| John DiNicola Principal |
CHARACTER EDUCATION COUNTS AT UNION AVENUE SCHOOL
JUST AS IMPORTANT AS READING, WRITING, AND ARITHMETIC IS HOW WE TREAT EACH OTHER AS PEOPLE. Social Skills is our character education training program that has been a part of our school over 8 years. Social Skills involves the introduction of learned behaviors that enable a person to interact in ways that are beneficial to one's self and others. Teachers introduce a new skill each week. Skills include listening, asking for help, saying thank you, asking a question, beginning a question, apologizing, dealing with anger, accepting consequences, and over 50 others that you can find in your 1st and 2nd graders' planners. The skills are divided into five groups: Classroom Survival, Friendship-Making, Dealing with Feelings, Alternatives to Aggression, and Dealing with Stress.
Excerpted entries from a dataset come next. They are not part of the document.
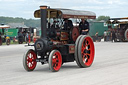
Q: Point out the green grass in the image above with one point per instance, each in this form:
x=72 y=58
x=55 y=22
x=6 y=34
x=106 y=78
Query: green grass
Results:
x=13 y=43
Our 2nd graders have begun a program that integrates writing and character education. This daily writing exercise covers themes including HONESTY, HONOR, RESPECT, ACCOUNTABILITY, EXCELLENCE, SELF-CONTROL, FAIRNESS, CARING, and CIVILITY. Our character education program permeates every aspect of school life in our K-2 building.
School rules and routines, which are an important resource for our skills, are
posted everywhere. Social Skills are reinforced in lunch, assembly, recess,
and in the classroom. Many "incidents" involving scenarios that are
the same as those covered in class are handled with the students' being asked
to use their social skills in order to solve a problem.
The use of social skills is rewarded in our school's "Caught Being Good"
program. When the teacher sees a child demonstrating the proper execution of
a skill in a real life situation, the child is rewarded - he or she is "caught
being good." The child's name goes on a slip of paper indicating the date
and the skill mastered. The child goes to the main office and puts the paper
into a jar. At the end of the month, a special social skills assembly is conducted
in which all of the children in the jar are recognized in front of the entire
student body. They then pose for a group picture with the principal. One copy
of the picture is sent home while another is posted in the main lobby. Then,
five students are chosen at random from the jar for a special pizza lunch with
the principal the next day. The assembly also features two classes demonstrating
a role-play that they had practiced just for the occasion.